Homeland Security Created Fake University To Lure Students So ICE Could Arrest Them


Homeland Security Created Fake University To Lure Students So ICE Could Arrest Them













Around 90 additional students have been arrested after the Department of Homeland Security set up a fake university to lure in applications from immigrants living in the US.
The recent arrests bring the total up to 250 international students, mostly from India, who have been arrested on immigration violations since the beginning of the year, according to reports. Around 80% of those students have been voluntarily deported as a result of their arrest, while the rest are in the process of receiving deportation orders or are contesting their case. The Department of Homeland Security set up the University of Farmington back in 2015, charging more than 600 students around $12,000 per year in tuition fees. However, the students never actually attended any physical classes. Instead, they enrolled through a visa programme that allows foreigners to work and study in the US. The students had arrived legally in the US, using student visas, though Immigration and Customs Enforcement (ICE) claims the students were looking to abuse the student visa programme in a bid to obtain work authorisation in the US. When the school was revealed to have been created by federal agents, the students lost their immigration status leading to many arrests on administrative charges. According to a statement from the Detroit office of ICE’s Homeland Security Investigations (HSI) to the Detroit Free Press, of the 250 students arrested, ‘nearly 80% were granted voluntary departure and departed the United States’. Out of those remaining, around half of them reportedly received a final order removal, were ordered to be removed by an immigration judge, or ‘were given an expedited removal by U.S. Customs and Border Protection’. The other half are said to ‘have filed for some sort of relief or are contesting their removals with Executive Office for Immigration Review’.
Homeland Security Created Fake University To Lure Students So ICE Can Arrest Them
Since the school’s closure, arrests of those running it have been made, including eight men who are accused of acting as recruiters for the fake university, seven of whom pleaded guilty to criminal charges. One man, Prem Rampeesa, was arrested for working as a recruiter for the school. Himself an immigrant, Rampeesa had previously entered the country legally on a student visa and enrolled at the Northwestern Polytechnic University in California. However, when the university lost its accreditation, his immigration status was at risk, so enrolled at Farmington, where he later started working as a recruiter. The case has been heavily criticised by people on the left in the US, including Senator Elizabeth Warren who branded it ‘cruel and appalling’.When news broke of the arrests, Senator Elizabeth Warren tweeted:
This is cruel and appalling. These students simply dreamed of getting high-quality education America can offer. ICE deceived and entrapped them, just to deport them. Meanwhile, Matt Duss, foreign policy adviser for Bernie Sanders, added: Abolish and I can’t stress this enough ICE. According to reports in the Washington Post, it wasn’t until 2017 that federal officers began posing as university staff. Many of the students enrolled because the educational institution they had been attending had lost their accreditation status, and federal law states a college or university must be accredited for international students to be granted visas.

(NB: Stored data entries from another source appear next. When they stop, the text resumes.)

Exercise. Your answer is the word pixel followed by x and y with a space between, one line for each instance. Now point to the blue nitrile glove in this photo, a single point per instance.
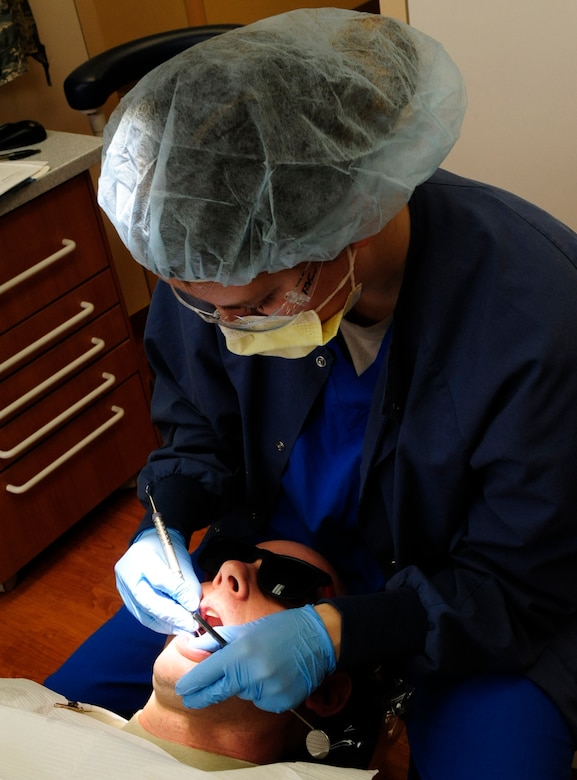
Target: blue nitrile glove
pixel 154 594
pixel 276 662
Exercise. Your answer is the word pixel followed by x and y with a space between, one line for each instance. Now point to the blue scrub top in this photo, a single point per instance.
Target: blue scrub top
pixel 319 499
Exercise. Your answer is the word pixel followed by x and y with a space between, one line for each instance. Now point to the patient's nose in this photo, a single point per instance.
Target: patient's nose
pixel 234 578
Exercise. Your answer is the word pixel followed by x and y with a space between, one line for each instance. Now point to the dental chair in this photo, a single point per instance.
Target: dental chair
pixel 90 85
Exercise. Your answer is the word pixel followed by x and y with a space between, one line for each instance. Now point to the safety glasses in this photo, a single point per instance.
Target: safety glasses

Homeland Security Created Fake University To Lure Students So ICE Can Arrest Them
Attorneys for a number of students who were arrested say they were ‘unfairly trapped’ by the US government, as the Department of Homeland Security said the university was legitimate. According to attorney Rahul Reddy, the agency ‘trapped the vulnerable people who just wanted to maintain [legal immigration] status’, as well as the agency making ‘a lot of money’ in the process. On the other hand, attorneys for ICE and the Department of Justice say students should have known the university was not legitimate, as classes didn’t take place in any physical location. In a sentencing memo for Rampeesa, assistant US attorney Brandon Helms wrote:
Their true intent could not be clearer. While ‘enrolled’ at the University, one hundred per cent of the foreign citizen students never spent a single second in a classroom. If it were truly about obtaining an education, the University would not have been able to attract anyone, because it had no teachers, classes, or educational services.According to Reddy, however, some students who transferred out of the fake university after realising they didn’t have classes onsite were still arrested. This isn’t the first time the US has set up a fake university. In 2015, the Justice Department charged 21 foreign nationals for conspiring with more than 1,000 international students to fraudulently obtain visas for the College of Northern New Jersey.ICE spokesman Khaalid Walls told USA Today six recruiters have so far been sentenced, while a seventh is due to be sentenced in January.